OK, Pittsburgh sleuths and historians, we need your help on this one.
In our photo archive from The Pittsburgh Press, there exists a folder labeled “HOAXES – GENERAL.” It’s a hodgepodge of old pictures with stories of fakery and forgery both, but this one stood out from the rest. It’s hardly even a hoax. More like a foolish practical joke.
It’s a sequence of photographs created September 30, 1960 on an unidentified Pittsburgh street. Anthony Kaminski, photographer for The Pittsburgh Press, captured them — presumably in tandem with a local prankster. Affix a coin to a manhole cover, see if anyone will stop to pick up the shiny object, photograph them failing to do so, repeat cycle.

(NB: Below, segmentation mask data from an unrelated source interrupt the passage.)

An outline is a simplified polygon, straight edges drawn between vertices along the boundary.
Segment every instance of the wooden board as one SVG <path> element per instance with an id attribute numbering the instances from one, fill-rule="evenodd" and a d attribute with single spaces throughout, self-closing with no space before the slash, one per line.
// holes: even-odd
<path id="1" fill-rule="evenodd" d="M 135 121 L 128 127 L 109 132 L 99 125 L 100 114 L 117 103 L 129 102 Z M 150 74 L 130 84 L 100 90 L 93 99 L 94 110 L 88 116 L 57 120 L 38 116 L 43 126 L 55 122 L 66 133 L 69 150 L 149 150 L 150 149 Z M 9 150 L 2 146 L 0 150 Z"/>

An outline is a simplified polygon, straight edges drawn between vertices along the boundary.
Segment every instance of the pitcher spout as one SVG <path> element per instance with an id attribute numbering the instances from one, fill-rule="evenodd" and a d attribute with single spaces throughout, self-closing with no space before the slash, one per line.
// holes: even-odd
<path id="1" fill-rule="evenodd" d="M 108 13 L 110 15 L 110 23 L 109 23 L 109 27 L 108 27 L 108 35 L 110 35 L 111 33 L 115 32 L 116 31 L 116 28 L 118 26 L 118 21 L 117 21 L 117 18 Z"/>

Good for chuckles in the moment, but in hindsight, it’s really not all that funny. Especially that last image, which is blatantly cruel.
The photos ran in the Oct. 3, 1960 afternoon edition of The Pittsburgh Press, a copy of which has not survived at our office. The microfilm here contains only the morning edition, and so there is no context for why this ruse was perpetrated on unsuspecting pedestrians. The main stories from the morning paper are all about the beginning of the 1960 World Series between the Pirates and New York Yankees — great reading for any Pittsburgh sports fan, but not at all helpful to this quest.
Let’s hear from you: Do you know where and why these images were made? Do you have a copy of that afternoon edition of The Pittsburgh Press?
And, most of all, do you recognize any of those who were hoaxed?